If yes, you have a serious problem. Fix it before you go live.

Row-level security in Supabase

If you built with Lovable or any tool using Supabase, check whether row-level security (RLS) is enabled on your tables.

Go to your Supabase dashboard → Table Editor → click any table → check the RLS tab. If it says “RLS disabled,” any authenticated user can query any row in that table via the Supabase client. This is the default.

Turn on RLS for every table that holds user data, then add policies:

-- Example: users can only select their own rows
CREATE POLICY "Users can view own data"
ON public.projects
FOR SELECT
USING (auth.uid() = user_id);

Lovable’s prompts can generate these policies for you if you ask:

“Add row-level security policies to the projects table so users can only read, update, and delete their own rows.”

Admin routes

If your app has an admin panel, make sure it’s protected by a role check — not just by being hard to find.

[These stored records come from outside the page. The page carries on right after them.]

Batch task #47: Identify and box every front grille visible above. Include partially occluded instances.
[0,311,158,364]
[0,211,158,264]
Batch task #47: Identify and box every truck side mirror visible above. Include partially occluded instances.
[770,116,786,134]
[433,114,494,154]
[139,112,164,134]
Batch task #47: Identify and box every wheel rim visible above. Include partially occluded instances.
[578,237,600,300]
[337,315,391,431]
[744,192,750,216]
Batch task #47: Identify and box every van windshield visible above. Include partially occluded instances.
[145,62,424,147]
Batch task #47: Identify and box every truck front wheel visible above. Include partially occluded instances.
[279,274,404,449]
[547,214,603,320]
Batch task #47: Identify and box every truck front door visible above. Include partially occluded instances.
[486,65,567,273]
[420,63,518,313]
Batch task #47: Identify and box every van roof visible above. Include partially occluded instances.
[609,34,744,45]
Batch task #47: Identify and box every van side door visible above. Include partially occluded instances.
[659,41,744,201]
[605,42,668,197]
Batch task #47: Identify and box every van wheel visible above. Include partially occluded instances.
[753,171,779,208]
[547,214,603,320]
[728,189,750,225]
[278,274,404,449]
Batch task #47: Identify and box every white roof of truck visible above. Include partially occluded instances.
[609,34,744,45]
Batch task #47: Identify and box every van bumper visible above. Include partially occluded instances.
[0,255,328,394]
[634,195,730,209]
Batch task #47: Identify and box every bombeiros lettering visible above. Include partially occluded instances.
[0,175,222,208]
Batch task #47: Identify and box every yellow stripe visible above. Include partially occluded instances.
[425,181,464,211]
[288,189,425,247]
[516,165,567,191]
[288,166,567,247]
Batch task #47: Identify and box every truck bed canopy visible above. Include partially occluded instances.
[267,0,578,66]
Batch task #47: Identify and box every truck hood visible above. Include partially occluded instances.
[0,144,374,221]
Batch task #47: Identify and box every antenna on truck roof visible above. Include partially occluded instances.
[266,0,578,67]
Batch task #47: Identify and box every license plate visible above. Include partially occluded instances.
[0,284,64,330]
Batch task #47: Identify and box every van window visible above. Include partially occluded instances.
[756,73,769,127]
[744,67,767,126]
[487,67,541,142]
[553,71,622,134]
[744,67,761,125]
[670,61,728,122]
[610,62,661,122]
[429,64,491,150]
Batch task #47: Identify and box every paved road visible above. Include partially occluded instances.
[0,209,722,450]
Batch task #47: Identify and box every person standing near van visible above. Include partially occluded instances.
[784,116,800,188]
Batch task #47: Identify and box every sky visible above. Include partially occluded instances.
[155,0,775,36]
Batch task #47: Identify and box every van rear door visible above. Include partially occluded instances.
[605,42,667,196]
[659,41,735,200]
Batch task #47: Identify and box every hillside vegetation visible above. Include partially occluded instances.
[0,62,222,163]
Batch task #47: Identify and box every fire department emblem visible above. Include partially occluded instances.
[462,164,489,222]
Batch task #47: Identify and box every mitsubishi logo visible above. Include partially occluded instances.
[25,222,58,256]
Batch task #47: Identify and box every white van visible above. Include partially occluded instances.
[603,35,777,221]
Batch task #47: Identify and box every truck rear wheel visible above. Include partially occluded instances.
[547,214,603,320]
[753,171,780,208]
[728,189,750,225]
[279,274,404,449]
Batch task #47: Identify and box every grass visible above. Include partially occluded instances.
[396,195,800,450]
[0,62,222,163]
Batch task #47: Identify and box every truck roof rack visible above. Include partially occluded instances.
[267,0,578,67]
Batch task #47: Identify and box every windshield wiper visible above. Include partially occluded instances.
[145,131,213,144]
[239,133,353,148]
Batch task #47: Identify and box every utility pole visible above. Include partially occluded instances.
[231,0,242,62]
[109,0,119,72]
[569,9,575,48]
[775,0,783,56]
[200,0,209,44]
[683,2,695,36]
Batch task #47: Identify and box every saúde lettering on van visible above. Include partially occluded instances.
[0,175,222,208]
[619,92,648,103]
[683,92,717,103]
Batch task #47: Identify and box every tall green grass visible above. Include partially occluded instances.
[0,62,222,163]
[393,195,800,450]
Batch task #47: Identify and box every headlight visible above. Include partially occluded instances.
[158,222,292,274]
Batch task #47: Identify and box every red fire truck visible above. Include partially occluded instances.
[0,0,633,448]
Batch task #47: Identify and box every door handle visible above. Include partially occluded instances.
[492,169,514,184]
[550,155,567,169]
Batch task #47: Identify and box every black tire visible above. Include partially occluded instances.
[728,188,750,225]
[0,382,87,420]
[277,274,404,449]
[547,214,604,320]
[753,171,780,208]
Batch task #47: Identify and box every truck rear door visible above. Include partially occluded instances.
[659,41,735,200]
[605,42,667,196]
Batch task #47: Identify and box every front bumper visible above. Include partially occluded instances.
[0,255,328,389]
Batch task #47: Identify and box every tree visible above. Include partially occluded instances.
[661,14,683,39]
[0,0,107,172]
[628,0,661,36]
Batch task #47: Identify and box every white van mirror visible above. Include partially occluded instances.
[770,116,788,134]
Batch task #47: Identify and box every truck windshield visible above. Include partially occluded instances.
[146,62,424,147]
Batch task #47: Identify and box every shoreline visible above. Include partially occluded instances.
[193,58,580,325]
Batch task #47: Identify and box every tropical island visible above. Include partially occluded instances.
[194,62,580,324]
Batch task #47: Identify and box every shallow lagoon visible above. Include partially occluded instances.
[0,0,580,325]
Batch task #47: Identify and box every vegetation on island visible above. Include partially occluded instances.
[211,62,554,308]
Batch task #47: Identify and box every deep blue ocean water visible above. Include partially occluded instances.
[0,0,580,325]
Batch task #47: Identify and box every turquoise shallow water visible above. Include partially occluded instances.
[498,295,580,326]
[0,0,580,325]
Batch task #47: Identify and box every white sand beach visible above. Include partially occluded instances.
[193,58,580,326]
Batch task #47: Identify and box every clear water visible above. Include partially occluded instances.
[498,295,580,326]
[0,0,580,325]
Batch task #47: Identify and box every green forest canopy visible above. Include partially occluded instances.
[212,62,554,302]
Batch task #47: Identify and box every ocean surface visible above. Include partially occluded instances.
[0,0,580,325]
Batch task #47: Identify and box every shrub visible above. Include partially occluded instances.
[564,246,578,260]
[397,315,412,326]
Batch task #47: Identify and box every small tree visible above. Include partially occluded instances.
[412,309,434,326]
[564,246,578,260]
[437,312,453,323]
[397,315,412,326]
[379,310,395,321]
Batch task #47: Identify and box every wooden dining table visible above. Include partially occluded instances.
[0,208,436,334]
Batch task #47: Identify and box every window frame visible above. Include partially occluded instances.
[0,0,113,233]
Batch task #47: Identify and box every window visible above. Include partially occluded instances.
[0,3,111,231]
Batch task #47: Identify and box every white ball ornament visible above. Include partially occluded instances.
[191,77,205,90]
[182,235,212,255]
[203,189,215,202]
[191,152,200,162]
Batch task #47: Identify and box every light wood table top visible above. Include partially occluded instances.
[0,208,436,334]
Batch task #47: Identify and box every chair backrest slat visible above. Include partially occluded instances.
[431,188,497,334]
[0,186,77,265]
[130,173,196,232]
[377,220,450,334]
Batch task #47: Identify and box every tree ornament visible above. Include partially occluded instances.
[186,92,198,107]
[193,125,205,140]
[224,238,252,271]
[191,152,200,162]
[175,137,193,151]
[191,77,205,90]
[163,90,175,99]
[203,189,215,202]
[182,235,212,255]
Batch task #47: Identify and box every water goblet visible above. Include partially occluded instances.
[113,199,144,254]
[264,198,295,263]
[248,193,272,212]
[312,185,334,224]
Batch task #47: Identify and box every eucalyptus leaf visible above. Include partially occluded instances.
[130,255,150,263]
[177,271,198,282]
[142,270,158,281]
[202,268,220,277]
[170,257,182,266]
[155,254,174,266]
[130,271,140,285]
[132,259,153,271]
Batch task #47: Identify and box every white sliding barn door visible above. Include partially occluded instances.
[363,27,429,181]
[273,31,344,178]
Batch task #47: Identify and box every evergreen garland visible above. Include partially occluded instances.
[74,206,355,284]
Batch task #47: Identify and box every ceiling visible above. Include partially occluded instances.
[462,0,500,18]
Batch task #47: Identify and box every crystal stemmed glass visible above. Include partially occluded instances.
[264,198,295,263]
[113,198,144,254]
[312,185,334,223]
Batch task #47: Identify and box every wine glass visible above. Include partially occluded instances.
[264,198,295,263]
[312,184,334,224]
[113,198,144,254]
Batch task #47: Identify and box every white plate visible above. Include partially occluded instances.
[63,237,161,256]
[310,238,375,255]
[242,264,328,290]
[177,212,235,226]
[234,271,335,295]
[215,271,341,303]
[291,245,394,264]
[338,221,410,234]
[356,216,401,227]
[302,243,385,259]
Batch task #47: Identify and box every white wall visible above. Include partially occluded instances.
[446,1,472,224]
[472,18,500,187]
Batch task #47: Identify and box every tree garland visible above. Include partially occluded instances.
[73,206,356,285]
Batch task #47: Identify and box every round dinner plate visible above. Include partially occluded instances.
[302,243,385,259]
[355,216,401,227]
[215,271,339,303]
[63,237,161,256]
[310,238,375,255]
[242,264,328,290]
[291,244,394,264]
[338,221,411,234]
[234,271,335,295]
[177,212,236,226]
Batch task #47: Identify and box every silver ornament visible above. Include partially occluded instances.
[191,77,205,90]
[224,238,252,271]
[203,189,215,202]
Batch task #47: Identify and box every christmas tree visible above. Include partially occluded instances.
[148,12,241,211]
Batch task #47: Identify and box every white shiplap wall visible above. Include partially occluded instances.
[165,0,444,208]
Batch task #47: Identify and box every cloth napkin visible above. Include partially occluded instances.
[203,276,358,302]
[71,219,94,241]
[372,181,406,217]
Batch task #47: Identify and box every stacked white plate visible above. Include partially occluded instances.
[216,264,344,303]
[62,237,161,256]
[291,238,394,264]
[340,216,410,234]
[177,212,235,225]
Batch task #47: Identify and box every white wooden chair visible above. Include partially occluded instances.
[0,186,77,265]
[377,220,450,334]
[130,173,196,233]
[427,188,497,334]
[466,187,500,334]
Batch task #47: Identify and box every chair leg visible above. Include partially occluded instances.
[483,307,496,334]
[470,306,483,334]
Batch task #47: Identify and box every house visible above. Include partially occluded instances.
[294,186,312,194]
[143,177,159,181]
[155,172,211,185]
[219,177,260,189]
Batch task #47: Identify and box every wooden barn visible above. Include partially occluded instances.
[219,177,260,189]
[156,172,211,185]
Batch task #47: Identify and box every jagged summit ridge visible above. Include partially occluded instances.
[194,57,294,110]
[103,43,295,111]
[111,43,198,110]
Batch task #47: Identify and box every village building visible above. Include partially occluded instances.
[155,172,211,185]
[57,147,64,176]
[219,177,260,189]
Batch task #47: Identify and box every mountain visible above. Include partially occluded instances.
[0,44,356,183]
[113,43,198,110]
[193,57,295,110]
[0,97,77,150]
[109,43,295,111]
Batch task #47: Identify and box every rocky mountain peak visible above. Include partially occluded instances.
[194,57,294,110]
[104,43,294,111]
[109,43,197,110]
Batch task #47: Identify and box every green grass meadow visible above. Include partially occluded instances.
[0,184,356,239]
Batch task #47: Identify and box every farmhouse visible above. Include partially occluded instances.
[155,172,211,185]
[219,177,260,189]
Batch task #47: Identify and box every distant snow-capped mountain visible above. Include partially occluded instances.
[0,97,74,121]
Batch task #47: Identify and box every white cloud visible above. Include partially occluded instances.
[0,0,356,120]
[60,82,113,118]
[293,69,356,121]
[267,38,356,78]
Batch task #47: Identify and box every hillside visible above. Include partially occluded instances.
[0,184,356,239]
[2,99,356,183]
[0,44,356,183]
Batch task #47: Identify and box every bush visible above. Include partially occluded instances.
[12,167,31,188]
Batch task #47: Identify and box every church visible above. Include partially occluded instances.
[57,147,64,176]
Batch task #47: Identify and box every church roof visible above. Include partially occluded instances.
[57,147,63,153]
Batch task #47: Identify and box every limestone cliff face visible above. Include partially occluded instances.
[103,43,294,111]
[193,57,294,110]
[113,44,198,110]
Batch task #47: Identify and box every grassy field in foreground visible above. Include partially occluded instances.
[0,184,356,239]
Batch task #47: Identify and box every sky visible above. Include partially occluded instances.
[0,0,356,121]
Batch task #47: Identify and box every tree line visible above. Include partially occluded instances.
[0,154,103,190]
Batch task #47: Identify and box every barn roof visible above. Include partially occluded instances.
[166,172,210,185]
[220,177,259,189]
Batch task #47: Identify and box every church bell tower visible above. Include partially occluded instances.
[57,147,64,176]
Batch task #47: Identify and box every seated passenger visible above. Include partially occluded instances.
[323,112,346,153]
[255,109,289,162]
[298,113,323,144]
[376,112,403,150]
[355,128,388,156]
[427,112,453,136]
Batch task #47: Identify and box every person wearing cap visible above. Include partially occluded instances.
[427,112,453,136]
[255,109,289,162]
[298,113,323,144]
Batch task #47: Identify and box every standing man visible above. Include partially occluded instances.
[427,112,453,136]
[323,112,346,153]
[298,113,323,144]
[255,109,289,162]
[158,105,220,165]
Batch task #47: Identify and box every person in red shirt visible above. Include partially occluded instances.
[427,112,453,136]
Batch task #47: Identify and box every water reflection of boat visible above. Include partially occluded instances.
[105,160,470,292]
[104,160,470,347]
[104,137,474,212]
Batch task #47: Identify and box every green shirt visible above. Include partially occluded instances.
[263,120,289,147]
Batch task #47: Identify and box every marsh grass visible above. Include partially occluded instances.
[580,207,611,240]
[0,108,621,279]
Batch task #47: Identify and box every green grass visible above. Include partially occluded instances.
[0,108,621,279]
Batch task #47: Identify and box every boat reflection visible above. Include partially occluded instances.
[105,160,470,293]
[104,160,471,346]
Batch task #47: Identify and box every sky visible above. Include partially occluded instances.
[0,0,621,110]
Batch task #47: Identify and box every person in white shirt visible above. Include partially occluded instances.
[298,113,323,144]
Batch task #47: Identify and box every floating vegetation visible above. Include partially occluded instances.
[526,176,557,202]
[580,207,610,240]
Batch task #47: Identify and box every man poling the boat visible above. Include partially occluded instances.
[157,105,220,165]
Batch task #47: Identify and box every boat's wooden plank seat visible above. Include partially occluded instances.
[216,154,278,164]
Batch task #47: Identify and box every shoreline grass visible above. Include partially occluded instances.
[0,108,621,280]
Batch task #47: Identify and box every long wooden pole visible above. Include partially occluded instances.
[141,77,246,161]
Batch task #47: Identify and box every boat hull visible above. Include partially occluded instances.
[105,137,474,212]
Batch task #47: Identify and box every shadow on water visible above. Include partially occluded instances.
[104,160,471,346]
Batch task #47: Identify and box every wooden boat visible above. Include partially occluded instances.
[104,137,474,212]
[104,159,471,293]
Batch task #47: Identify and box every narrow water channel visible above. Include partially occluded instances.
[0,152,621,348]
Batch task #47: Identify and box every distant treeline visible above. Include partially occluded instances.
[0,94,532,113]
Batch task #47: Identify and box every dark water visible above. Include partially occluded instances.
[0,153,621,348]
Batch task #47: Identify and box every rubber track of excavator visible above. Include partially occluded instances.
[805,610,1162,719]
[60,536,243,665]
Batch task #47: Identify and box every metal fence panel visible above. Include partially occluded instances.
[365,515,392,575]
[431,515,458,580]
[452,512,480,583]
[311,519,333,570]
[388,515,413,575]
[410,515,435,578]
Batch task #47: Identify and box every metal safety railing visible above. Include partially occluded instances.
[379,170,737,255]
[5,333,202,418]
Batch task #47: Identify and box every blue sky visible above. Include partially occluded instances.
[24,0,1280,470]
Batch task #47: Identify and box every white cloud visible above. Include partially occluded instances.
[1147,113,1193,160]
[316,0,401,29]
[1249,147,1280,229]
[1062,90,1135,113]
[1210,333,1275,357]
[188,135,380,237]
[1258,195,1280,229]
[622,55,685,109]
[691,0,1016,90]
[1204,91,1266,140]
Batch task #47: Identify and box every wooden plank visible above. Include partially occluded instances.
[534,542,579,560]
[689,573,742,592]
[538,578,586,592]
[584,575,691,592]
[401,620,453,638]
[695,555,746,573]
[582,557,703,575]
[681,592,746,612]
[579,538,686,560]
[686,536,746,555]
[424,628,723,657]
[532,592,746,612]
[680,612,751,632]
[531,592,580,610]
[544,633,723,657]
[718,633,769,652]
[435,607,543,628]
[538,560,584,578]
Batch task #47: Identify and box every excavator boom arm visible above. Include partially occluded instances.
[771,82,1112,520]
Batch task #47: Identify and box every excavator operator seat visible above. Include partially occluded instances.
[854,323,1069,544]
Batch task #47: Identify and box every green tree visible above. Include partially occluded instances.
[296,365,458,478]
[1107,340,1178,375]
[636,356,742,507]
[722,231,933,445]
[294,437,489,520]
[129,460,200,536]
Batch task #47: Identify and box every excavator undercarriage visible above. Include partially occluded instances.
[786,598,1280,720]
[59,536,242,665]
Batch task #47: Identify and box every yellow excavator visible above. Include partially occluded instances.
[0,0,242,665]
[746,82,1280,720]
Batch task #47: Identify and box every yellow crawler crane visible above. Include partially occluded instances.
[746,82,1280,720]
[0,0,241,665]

Security through obscurity isn’t security.

Database Setup

Backups

Supabase’s free tier includes Point-in-Time Recovery on paid plans only. On the free tier, you get daily backups with a 7-day retention window.

If you’re handling data that would genuinely hurt to lose, upgrade to Supabase Pro ($25/month) or implement your own backup strategy (there are simple cron-based solutions that export to an S3 bucket).

Environment variables

Your Supabase keys and any API secrets should be in environment variables, not hardcoded in your codebase. Lovable handles this, but if you’ve exported your code or built with Bolt.new, double-check that no secrets are sitting in your committed files.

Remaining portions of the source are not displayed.